The (deferred) reference counting story

In Gibbon's prior, single-generation memory management strategy, the reference counts were always accurate, but the "let-region" stood in as a single reference count representing all of the register & stack contributions to the reference count. This was a rather nice approach where a single decrement allows us to "disconnect" the registers/stack from the region, and the only thing keeping it alive will be heap-based indirections from other regions.

Once we have a nursery, we need to account for that in any old-generation reference counting scheme. At the beginning of a minor collection, the root set (shadow stack) accounts for all live data in the system. At the end of the minor collection, the root set still does, except all pointers in it are updated to point to the to-space in the old-generation.

Here we can use a standard deferred reference counting trick. The reference counts actually stored in memory, in region metadata records, count only pointers from other regions. Those reference counts are allowed to be zero. Some of these zero reference counts will be incremented by new regions created during minor collection. Add a virtual "+1" reference count to each region that is directly pointed to by a rootset pointer. Any regions that still have zero reference count at that point can be freed (recursively decrementing their outsets, as usual). To make this deferred scheme work regions with zero reference count can be stored in a Zero Count Table (ZCT).

Question: Is there any code we can profitable run at the exit of a let-region in this world?
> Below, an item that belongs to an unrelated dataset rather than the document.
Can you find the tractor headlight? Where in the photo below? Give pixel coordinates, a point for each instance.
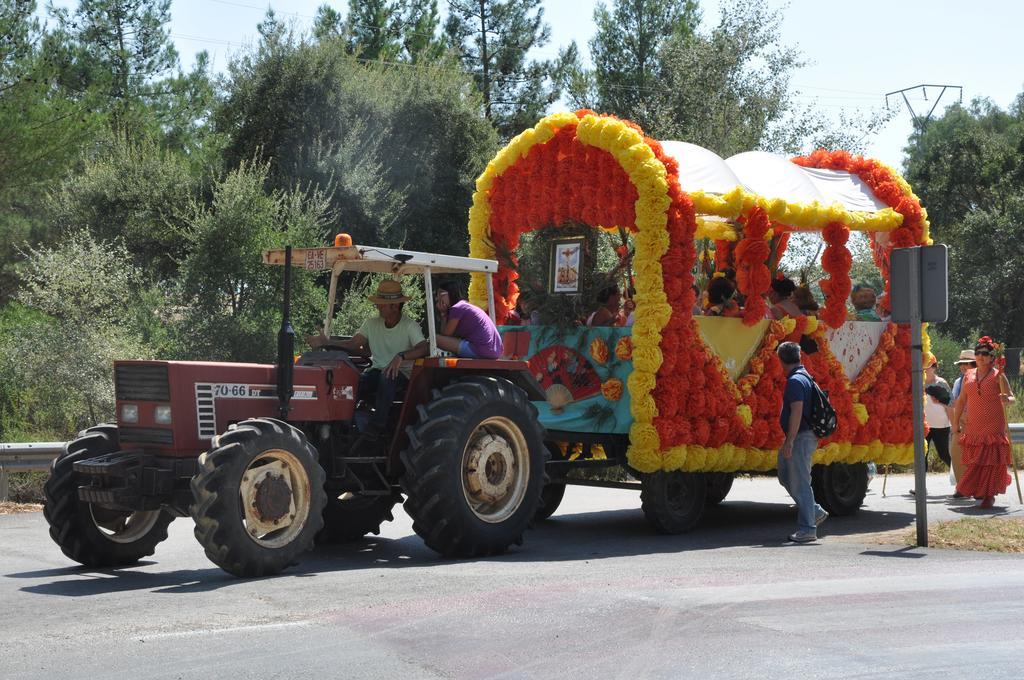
(162, 414)
(129, 413)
Program Analysis passes that make the story above better

The GC approach sketched out above would work better if we could statically analyze a region and classify it in one of the following categories:

  1. Indirection-free (contains only plain data)
  2. "rightward" local indirections only,
  3. "local" indirections only (to the same region, left or right)
  4. "no sharing" regions that should have no indirections after they are copied.
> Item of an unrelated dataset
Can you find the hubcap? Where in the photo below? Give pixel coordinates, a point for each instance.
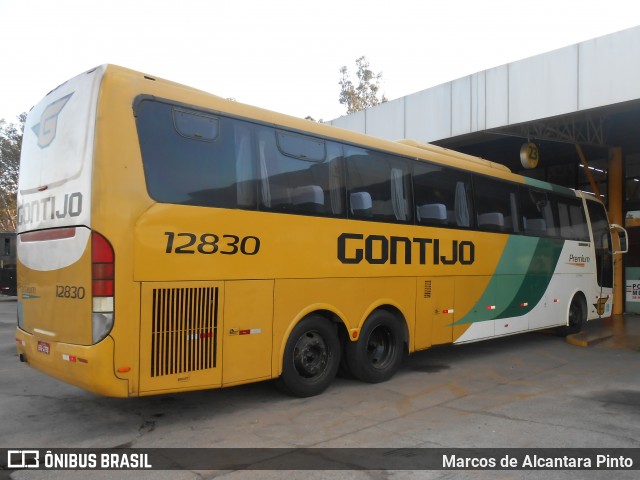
(310, 355)
(380, 347)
(1) is the strongest, and it implies (2) which in turn implies (3). (4) is a little bit unrelated, where (1) also implies (4), but (2&3) don't imply (4).

Each one of these can enable potential optimizations. For example, (3) is strong enough to guarantee an empty outset. This could allow eager promotion into the old generation. If executing add1, we could promote to the old generation, without any worry of old=>young pointers. (E.g., when we get to the second or Kth chunk).

(1) and (4) guarantee that we can turn data into fully serialized, mmappable data. (2,3) only do if we switch to relative-offset intra-region indirections rather than absolute memory addresses.

There's also a 5th property not to do with indirections:

  1. Bounded size: no more than X bytes will be written to the region.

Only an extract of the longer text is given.